Prepare for peace.  I recently joined the Friends Committee on National Legislation (FCNL).  The Religious Society of Friends, also known as Quakers, are one of the historic peace churches; those Christians who took Jesus seriously when he said “Blessed are the peacemakers” and “love your enemies.”  Their focus this year has been on military spending.  Like Citizen’s Climate Lobby, they advocate on both sides of the aisle. Though my Congresswoman hasn’t deigned to meet with us yet, we have met with the many candidates running against. Prepare.  Anticipate.  Hope. Remember: hope is what we rely on when optimism fails us.

I visited the Washington DC office of the FCNL with my neighbor Betty– she’s our Irvine coordinator.  They are the oldest faith-based advocacy organization in the country, started in 1943. They have their own building just a block from the Capitol, nearly a century old but recently remodeled to be very green– the highest LEED rating possible. I saw my first light pipe, sending light from the four-story roof all the way down to the first floor.  They gave us the grand tour; I think we met every employee and saw every green feature of the building.  Talk about hospitality.  Their shared some of the creative bipartisan legislation they are working on.  They make space for civil discourse by hosting private bipartisan discussions for congress people.  I envied the hope, maybe even optimism, I saw on so many of their faces.  I asked one of them if we had ever had such polarized political factions as we have today.  She grinned sheepishly and said, “Well, there was the Civil War, that was worse.”

Here is the Friends Committee on National Legislation’s mission statement:
We seek a world free of war and the threat of war.
We seek a society with equity and justice for all.
We seek a community where every person's potential may be fulfilled.
We seek an earth restored.
Those are words to live by. 

We prepare for a Prince of Peace. We will not despair.
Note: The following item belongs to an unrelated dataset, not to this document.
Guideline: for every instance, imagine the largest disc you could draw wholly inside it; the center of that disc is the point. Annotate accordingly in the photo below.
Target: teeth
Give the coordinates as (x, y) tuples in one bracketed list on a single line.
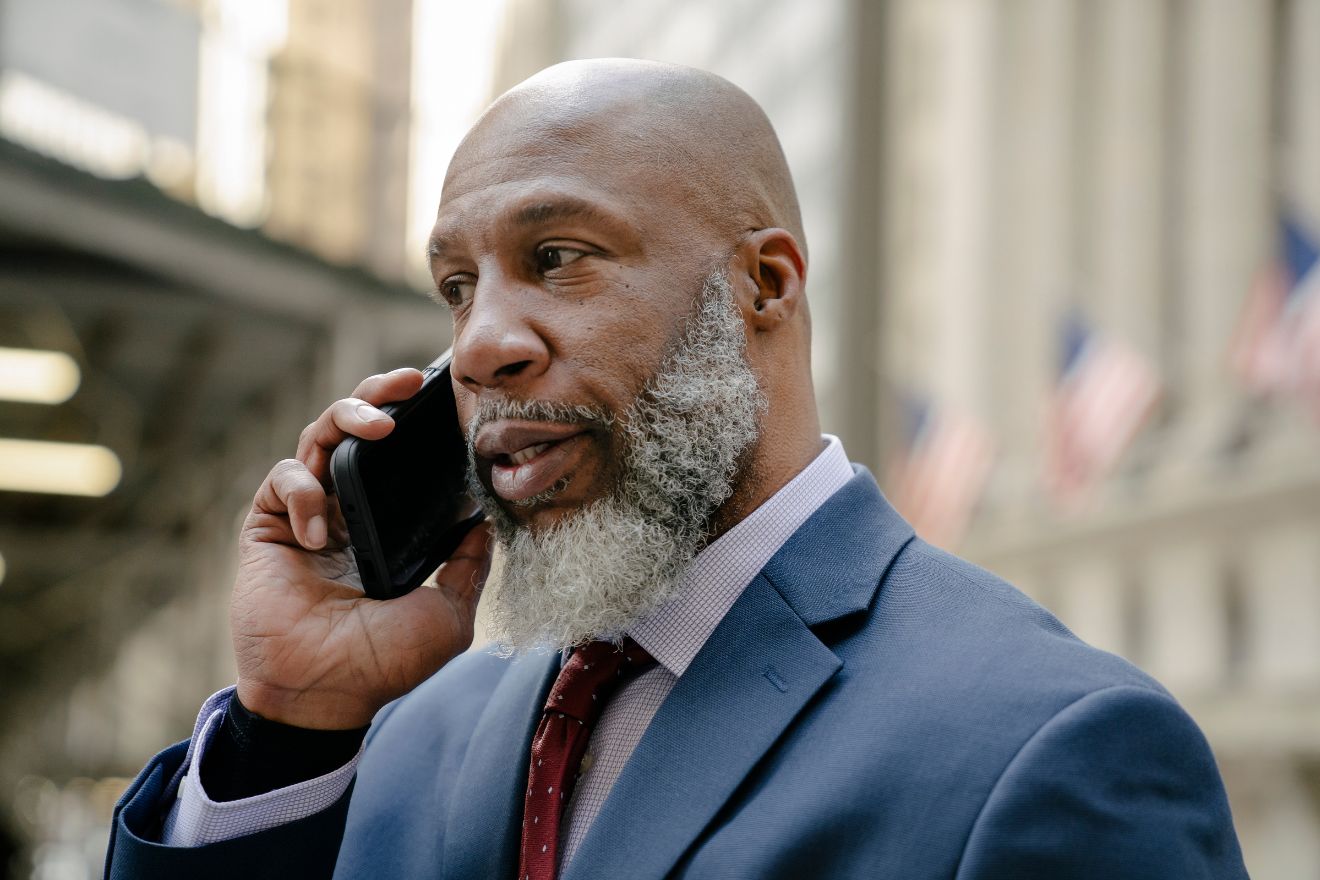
[(524, 455)]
We hope and dream and of a world where all are safe, and respected, and loved, and have enough.  A world where God’s will is done.  It was the hope of the prophets and it is our hope.  And we are grass; we fail repeatedly to live up to this vision. But the Love we rely on does not fail, and is ever ready to pick us up and restore us, to comfort us and invite us back to this hard and joyful work of building a highway for our God. We will refuse to call our condition normal and acceptable.  We will learn the skills of peacemaking.  We will pave the way for the Prince of Peace to dwell fully in our families, our communities, our nation, and in our hearts. Amen.